Aunque usted no lo creo, la humanidad avanza; despacito y a los tumbos, pero avanza. A veces no nos damos cuenta porque nos toca la parte en la que vamos para abajo, pero el resultado final de los avances y retrocesos da un claro progreso hacia tiempos mejores. Y es una lástima que necesitemos hechos dolorosos para avanzar, porque pareciera que no hay otro camino para darnos cuenta de que las cosas deben cambiar. Como botón de muestra basta cualquiera de nuestras catástrofes –naturales o provocadas por el odio– que han motivado las mejoras en lo que había: fue el par de guerras mundiales del siglo pasado lo que hizo ver a los padres fundadores de la Unión Europea que para conseguir la paz en el viejo continente no había otra que unirse. Europa consiguió así el tiempo de paz más largo desde la Pax Romana.
Así es la larga historia del mundo: una lucha de nosotros contra nosotros mismos. Unas veces peleando hasta matarnos unos a otros y otras peleando para no pelear más. Tan seguros estamos de que es imposible no pelear que llegamos a establecer leyes para las guerras como las cuatro Convenciones de Ginebra que protegen a las víctimas de los conflictos armados... pero hace tiempo que buscamos el modo de matarnos menos, como el caso de la ordalía, que le dio al Cid el título de Campeador (campeón) o el pacto entre Bolívar y Canterac para enfrentarse solo con lanzas y sables en la batalla de Junín.
Sabemos que es casi inevitable que peleemos, por eso las leyes intentan minimizar los conflictos, pero sobre todo promover la convivencia. Si hace siglos el modo de terminar con las ideas contrarias era matar a todos los que las tenían, imagínese lo que hemos progresado hasta que un día inventamos la democracia representativa, cuya descripción más acertada es la convivencia pacífica de los que piensan distinto (otros la llaman democracia liberal, pero ese adjetivo se ha vuelto problemático entre nosotros). Baste con decir que el concepto de democracia incluye los derechos a la igualdad ante la ley, al debido proceso, a la propiedad privada, a la intimidad, a la libre expresión, a la libre asociación y al ejercicio del propio culto...
A ese concepto completo de democracia se suma el de república, que incluye la limitación del poder en el tiempo y en el espacio, expresado en la división de poderes (por lo menos en ejecutivo, legislativo y judicial) y en el acotamiento de los periodos de los gobernantes, porque ya se sabe aquello del caballo del comisario... Según nuestra constitución, quien atente contra la división de poderes comete el delito de los infames traidores a la patria y si bien pone límites a la perpetuación, hemos aprendido a saltarnos esas vallas con triquiñuelas de todo tipo.
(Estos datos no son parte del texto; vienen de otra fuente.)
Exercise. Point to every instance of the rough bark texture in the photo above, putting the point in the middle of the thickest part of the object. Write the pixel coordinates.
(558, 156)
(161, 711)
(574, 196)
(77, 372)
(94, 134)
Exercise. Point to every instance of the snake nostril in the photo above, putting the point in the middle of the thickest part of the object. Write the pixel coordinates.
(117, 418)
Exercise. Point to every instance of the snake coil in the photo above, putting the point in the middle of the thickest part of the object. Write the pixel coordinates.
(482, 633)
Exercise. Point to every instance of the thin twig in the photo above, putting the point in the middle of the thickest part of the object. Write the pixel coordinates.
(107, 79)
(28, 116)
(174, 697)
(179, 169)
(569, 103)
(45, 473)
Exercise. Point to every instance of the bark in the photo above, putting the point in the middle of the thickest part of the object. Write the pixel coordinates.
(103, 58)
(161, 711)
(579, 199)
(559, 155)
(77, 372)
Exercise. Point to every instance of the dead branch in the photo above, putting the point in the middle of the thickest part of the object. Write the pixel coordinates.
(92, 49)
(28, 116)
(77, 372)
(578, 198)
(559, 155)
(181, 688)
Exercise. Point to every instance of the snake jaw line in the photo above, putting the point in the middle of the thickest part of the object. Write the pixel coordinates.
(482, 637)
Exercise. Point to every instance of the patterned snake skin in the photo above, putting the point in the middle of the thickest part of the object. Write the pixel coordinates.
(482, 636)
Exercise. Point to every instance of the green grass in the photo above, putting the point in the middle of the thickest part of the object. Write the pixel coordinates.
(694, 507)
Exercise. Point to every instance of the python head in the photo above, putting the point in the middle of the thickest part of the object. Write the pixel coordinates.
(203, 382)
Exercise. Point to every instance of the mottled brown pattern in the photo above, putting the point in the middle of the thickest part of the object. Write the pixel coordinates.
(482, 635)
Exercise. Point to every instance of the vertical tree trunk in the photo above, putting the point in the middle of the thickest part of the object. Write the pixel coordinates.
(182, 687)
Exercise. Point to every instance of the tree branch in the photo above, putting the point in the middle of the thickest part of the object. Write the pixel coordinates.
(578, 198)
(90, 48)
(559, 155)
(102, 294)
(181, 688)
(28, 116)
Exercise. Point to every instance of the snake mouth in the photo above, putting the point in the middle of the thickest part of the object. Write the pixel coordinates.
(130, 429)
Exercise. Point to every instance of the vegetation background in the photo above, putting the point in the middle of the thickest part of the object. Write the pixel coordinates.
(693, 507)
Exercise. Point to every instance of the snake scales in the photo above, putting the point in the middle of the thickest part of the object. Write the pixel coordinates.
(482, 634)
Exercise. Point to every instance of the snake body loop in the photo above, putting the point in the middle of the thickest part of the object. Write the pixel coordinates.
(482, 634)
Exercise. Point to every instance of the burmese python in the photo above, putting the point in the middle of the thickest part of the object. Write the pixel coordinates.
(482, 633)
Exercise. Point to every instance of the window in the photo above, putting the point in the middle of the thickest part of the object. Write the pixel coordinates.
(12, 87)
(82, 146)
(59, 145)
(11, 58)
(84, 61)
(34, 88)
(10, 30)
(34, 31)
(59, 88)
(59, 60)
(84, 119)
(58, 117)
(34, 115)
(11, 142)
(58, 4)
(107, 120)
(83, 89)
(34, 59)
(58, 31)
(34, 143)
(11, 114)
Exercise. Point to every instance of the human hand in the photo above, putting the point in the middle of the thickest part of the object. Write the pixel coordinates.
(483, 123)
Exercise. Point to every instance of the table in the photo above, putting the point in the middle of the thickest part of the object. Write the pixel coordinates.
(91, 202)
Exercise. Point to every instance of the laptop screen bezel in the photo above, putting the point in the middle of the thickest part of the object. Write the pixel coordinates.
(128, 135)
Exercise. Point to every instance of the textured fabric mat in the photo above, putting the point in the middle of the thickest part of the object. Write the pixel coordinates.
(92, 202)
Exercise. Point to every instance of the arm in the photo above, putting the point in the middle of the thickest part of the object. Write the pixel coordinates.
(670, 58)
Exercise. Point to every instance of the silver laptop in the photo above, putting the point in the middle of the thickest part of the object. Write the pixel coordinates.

Los argentinos debemos aprender de una vez por todas que tenemos que ponernos de acuerdo en cosas tan elementales como estas, que para colmo están esculpidas en nuestra constitución pero rara vez las cumplimos porque seguimos entendiendo la democracia como la imposición a las minorías del pensamiento de las mayorías, expresado en la frase ya remanida del que dice que si no te gusta lo que mando, fundes un partido político y ganes las elecciones.
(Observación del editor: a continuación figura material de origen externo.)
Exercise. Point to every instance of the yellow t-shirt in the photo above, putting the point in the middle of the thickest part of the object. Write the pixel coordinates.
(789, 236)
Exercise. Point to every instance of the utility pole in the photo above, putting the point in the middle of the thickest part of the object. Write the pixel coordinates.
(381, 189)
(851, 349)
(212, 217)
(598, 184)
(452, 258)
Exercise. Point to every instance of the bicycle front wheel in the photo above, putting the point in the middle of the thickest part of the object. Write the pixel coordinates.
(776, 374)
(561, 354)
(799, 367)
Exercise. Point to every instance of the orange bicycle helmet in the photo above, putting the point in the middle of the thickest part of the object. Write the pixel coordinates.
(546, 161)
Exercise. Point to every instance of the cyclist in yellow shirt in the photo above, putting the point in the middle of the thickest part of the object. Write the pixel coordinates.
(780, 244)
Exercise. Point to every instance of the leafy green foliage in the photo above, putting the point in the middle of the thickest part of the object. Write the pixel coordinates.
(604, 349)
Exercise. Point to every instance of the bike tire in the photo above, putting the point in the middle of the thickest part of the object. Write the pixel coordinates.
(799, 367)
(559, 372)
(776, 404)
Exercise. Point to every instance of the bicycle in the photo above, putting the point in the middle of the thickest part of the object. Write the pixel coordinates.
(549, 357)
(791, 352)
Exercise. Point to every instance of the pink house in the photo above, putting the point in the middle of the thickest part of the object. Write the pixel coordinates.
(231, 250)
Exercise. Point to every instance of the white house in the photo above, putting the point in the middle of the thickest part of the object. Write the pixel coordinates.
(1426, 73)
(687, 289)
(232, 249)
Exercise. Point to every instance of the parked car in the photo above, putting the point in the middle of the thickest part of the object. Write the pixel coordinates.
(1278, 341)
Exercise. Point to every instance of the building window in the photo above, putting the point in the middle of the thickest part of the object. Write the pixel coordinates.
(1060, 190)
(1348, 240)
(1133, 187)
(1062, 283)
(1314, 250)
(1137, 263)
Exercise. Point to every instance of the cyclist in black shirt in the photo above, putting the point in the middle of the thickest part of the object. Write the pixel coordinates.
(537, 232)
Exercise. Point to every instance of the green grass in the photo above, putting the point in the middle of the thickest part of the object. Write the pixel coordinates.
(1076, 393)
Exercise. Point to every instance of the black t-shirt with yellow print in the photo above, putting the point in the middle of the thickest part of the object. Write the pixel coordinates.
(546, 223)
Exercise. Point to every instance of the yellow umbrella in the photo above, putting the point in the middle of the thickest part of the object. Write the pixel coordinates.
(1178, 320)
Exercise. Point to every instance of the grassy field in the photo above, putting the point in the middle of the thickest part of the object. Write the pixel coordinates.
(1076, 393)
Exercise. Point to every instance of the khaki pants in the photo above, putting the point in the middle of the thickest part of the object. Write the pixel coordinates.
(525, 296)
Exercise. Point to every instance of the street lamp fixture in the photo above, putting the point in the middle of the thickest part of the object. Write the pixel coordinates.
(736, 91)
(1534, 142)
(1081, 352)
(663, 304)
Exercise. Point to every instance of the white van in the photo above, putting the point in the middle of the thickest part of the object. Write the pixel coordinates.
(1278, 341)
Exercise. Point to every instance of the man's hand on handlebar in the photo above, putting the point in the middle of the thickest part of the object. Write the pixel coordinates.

Los argentinos tenemos que dejar de pelear, y para eso es preciso que nos pongamos de acuerdo en los principios básicos de la democracia que queremos. Están todos en nuestra constitución: solo hay que cumplirlos, pero quizá requieran todavía de un proceso que nunca se llevó a cabo después de la reforma de 1994 y que está esperando por lo menos desde 1853. Si no lo hacemos, cada nuevo gobierno cambiará hasta los nombres de las calles y seguiremos dando tumbos en la historia, pero con resultado negativo.